SEC Consult issued an advisory warning people of the flaw this week. It demonstrated the problem in the electronic identification, authentication and trust services (eIDAS) system by authenticating as 16th-century German writer, Johann Wolfgang von Goethe.

eIDAS came about because of a 2014 EU regulation that laid out the rules for electronic identification in Europe. The regulation, which came into effect in 2016, made it compulsory for EU countries to identify each other’s electronic IDs by the middle of last year. It covered a range of identification assets like electronic signatures and website authentication.
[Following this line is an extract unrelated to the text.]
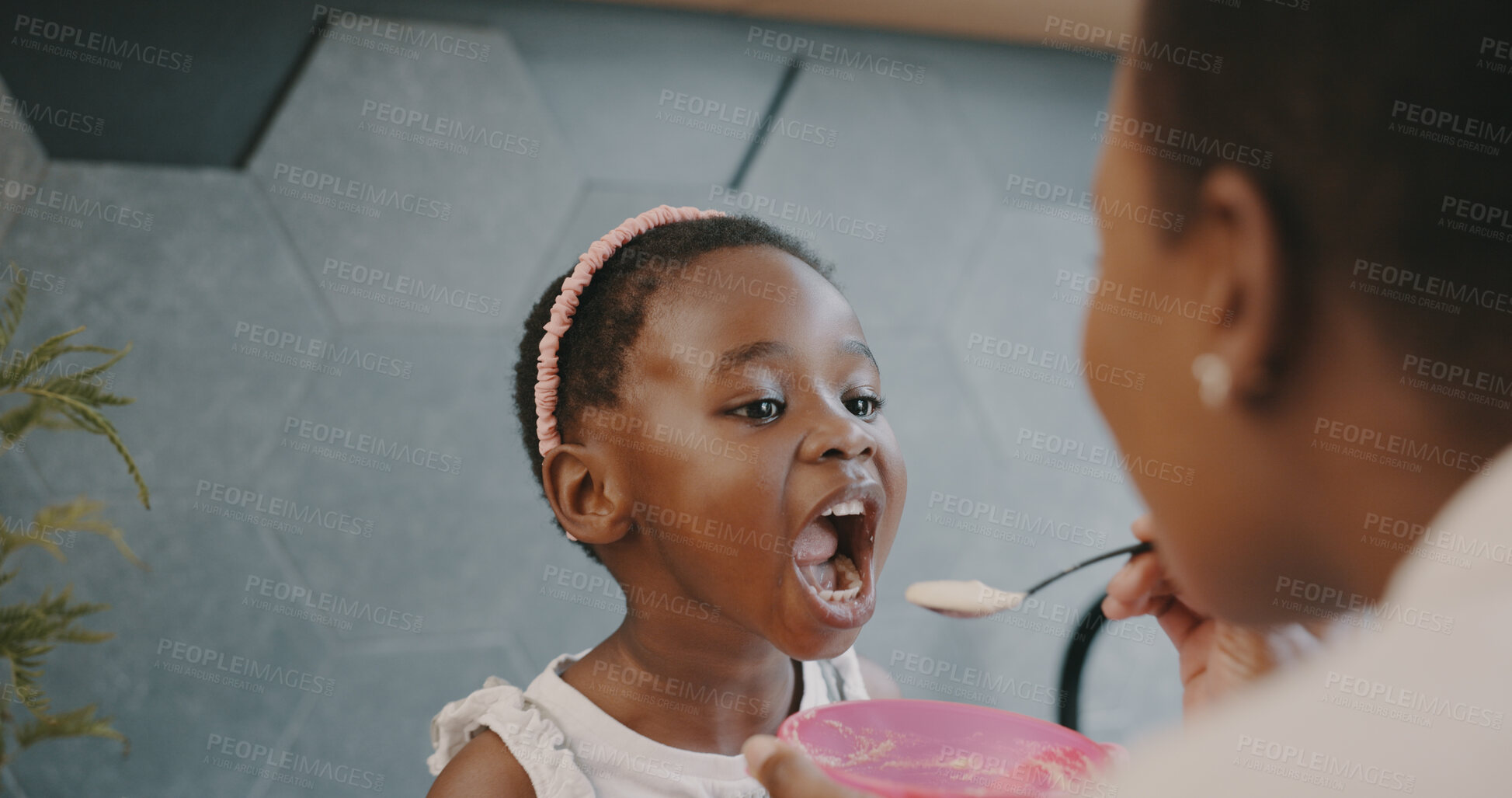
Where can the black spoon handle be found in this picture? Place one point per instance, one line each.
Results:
(1133, 550)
The problem is that there’s a flaw in the software used to manage this cross-border identification process, known as eIDAS-Node. Each country has to run a copy of this software to connect its own national identity management systems to others in the EU, creating a cross-border ID gateway. Using this gateway, citizens in the UK, say, could identify themselves to use electronic services in Germany, such as enrolling in a university or opening a bank account.

Like many federated identity systems, eIDAS uses the Security Assertion Markup Language (SAML). It’s an XML-based protocol from the nonprofit Organization for the Advancement of Structured Information Standards (OASIS). It lets users prove their identities across multiple service providers using a single login. Version 2, launched in 2005, includes support for features like encryption and the exchange of privacy information such as consent. It’s powerful but complex.

The flaw lay in the integration software that the EU provides for coupling eIDAS nodes together. Its SAML parsing allowed an attacker to avoid the signature verification process, meaning that they could tamper with a SAML message to impersonate anyone.

When an eIDAS node provides a service to someone in another country, it asks that country’s eIDAS node to send an authentication message. It must check that the message is signed by a trusted node to avoid imposters and it does this by looking for a digital certificate.

To do this, it first checks its local collection of trusted certificates, known as a trust store. If it can’t find the certificate there, it looks for other (supplemental) certificates in the SAML message.

The problem is that when the software looks for those other certificates, it only checks to see if the distinguished name (DN) of the authority that issued the certificate matches the DN of the other eIDAS system. The software misses an important step by not checking to see if the issuer’s certificate actually signed the other eIDAS system’s certificate. SEC Consult also said:

Moreover, other checks, such as whether the basic constraints of the issuer certificate allow it to act as a certificate issuer are not verified.

Luckily, the EU fixed the problem after SEC Consult contacted the relevant authorities on 4 July this year. It updated the software and released it for general download on Wednesday 28 October.

Exploiting the vulnerability would have required an attacker to have control of the eIDAS node or impersonate one, and the researchers point out that another study of eIDAS security last year didn’t pick up the bug. That makes it highly possible that it was only recently introduced, they concluded.